I am a new graduate student who is very physically attractive — at least for a little while longer. What I mean is that I have started to lose my hair. I don't think that it's noticeable to other people, but I have started to see 10 to 15 hairs on my pillow every morning when I wake up. Also, when I run my hand through my hair, a few more come right out.
I'm pretty much a realist (I don't think I'm being paranoid), but this is one of the most frightening things that has happened to me. In the "singles world," even the suspicion that someone is losing his hair is enough to make another person look the other way — especially in the "gay" scene. I know, because I've done it myself, as have many of my friends. I certainly look for other qualities besides physical attractiveness, but of course that part is important, too, and a receding hairline or thinning hair is just not generally attractive. In any case, I'm wrecked. I'm wondering what the best ways, if any, are to deal with this problem. I've heard of Rogaine and know it's expensive — but how expensive? And how effective? Where do I go for some sort of consultation?
Scared and Thinning
Dear Scared and Thinning,
First off, to help assuage your fears; it is normal for people to lose 50 to 150 hairs per day (in the shower, when combing your hair and so on) as each strand of hair moves through a seven year cycle on your head, then falls out naturally. Also, anyone can experience hair loss (female and male adults and children). However, hair loss can begin to lead to baldness when: (1) the rate of shedding exceeds the rate of regrowth, (2) new hair is thinner than the hair that is shed, and/or (3) hair is lost in patches. It sounds like you're very observant; you've noticed that your rate of hair loss has increased recently and is more than normal for you.
If you can figure out the cause of your hair loss and whether it's temporary or permanent, then you'll be able to choose the best course of action for yourself. You may decide to visit a health care provider since it could be difficult to figure out what is causing your hair loss on your own. Several things can cause temporary hair loss including:
- Stress-related or emotional problems.
- Poor nutrition like inadequate protein or iron in your diet, or poor nourishment in other ways (from fad diets, crash diets, and certain illnesses like eating disorders).
- Hair treatment chemicals used for dying, tinting, bleaching, straightening, or perming may be used too often or incorrectly, and can cause hair to become damaged and break off.
- Recent high fever, severe cold, or surgery.

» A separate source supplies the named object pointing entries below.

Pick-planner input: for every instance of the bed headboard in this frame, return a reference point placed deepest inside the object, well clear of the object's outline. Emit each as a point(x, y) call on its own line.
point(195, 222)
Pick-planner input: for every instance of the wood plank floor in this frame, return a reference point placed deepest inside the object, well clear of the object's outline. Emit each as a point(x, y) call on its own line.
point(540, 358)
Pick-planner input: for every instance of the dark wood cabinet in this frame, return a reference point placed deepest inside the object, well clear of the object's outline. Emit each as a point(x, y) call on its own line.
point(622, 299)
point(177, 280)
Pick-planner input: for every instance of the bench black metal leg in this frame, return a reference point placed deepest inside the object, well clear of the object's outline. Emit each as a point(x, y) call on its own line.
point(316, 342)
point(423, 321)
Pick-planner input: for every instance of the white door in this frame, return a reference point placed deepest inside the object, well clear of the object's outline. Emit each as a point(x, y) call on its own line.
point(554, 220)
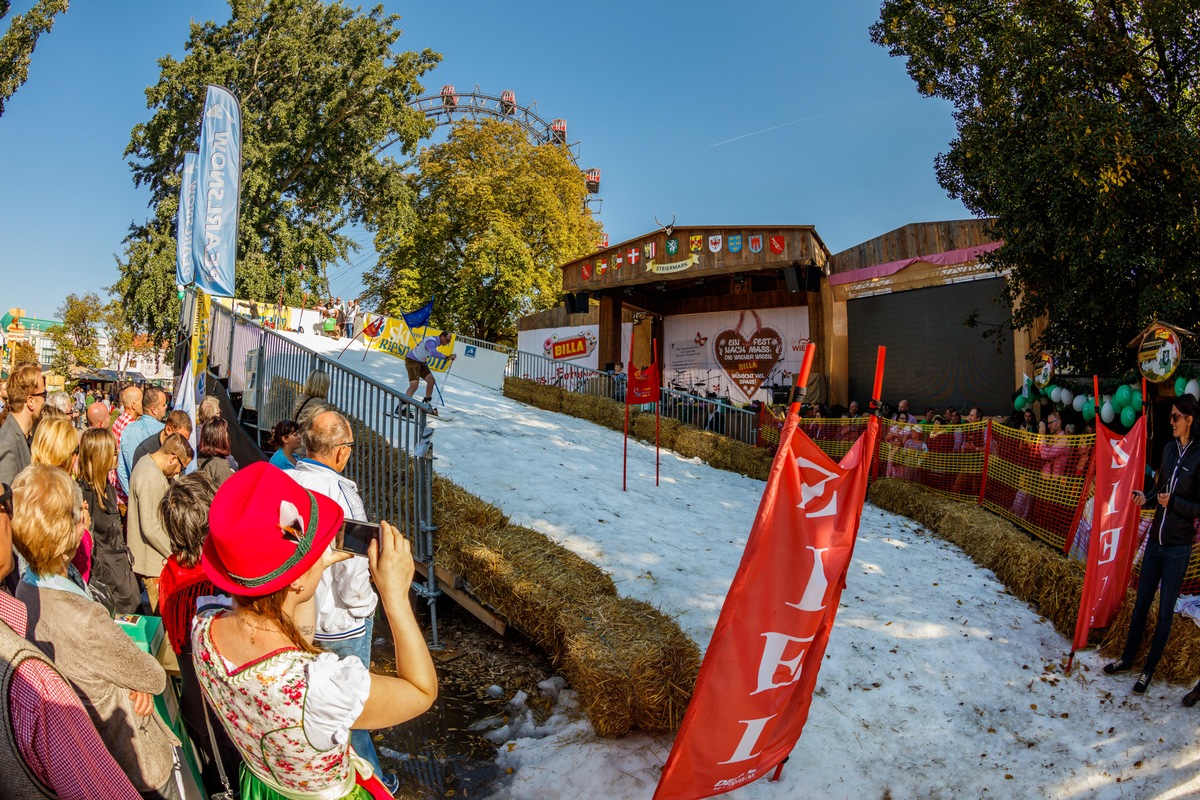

- Medications such as certain drugs used to treat gout, arthritis, depression, heart problems and high blood pressure. Also, taking birth control pills may result in hair loss for some females.
- Medical treatments including chemotherapy or radiation therapy.
- Certain diseases such as diabetes, lupus, and thyroid disorders.
- Scalp infections including ringworm (a fungal infection). Once the ringworm infection is treated, hair usually grows back normally.
If your hair loss is caused by one of these temporary conditions, then you can try to address the cause (like stress or improving your nutrition) or you can wait it out (for example if your hair loss is caused by medical treatments or too many hair treatments).
Permanent hair loss, on the other hand, is often hereditary. You may have heard of male- or female-pattern baldness, which are common types of permanent hair loss. If you think your hair loss is permanent, and would like to stop the loss and regrow hair, there are several prescription and other medical treatments available for you to consider:
- Minoxidil (a.k.a. Rogiane, the brand you ask about) is a liquid application applied to the scalp twice daily, which may stimulate hair growth and slow hair loss. Prices vary depending on where you get the product (online versus in a store, where you live, etc.). Studies indicate that (when compared to placebo) Rogaine does produce moderate growth of hair in 30-40% of people using it as directed.
- Finasteride is a prescription medication taken daily (in pill form) to treat male pattern baldness. Some people prefer taking one pill a day rather than liquid applications which are messier and sometimes smell unpleasant.
- Corticosteroids are monthly injections of cortisone. Corticosteriods may also be taken in pill, ointment, or cream forms, but these forms are found to be less effective than injections.
- Surgical procedures exist, such as hair transplant or scalp reduction (in which the skin with hair still growing is stretched and part of the bald skin is removed).
- Wigs and hairpieces are a less invasive treatment option.
Regarding the dating scene, it's helpful to stay positive and to focus on the other qualities that contribute to your attractiveness (both physical and personality traits) rather than allowing yourself to become fixated on qualities you find unattractive. You may find that you can build your confidence by making a list of your best qualities. What do you like about your body? Your personality? Your character? Your sense of humor? It may also be useful to think about the types of people you would like to date. Are they people who will be obsessed with your hairline? Or would you like to date someone who can appreciate your charming smile, your wry wit, or your masterful debate skills?
Still, as attractive as you undoubtedly are to many whom you meet, if you're finding it difficult to cope with your hair loss there are support groups available where you can connect with other people suffering with hair loss. You could even take this opportunity to educate your friends and family about hair loss and its emotional consequences.
To discuss treatment options, you may seek a consultation with a professional who is in the American Academy of Dermatology whose members include many hair-loss experts. Either way, 'Scared and Thinning' you are not alone.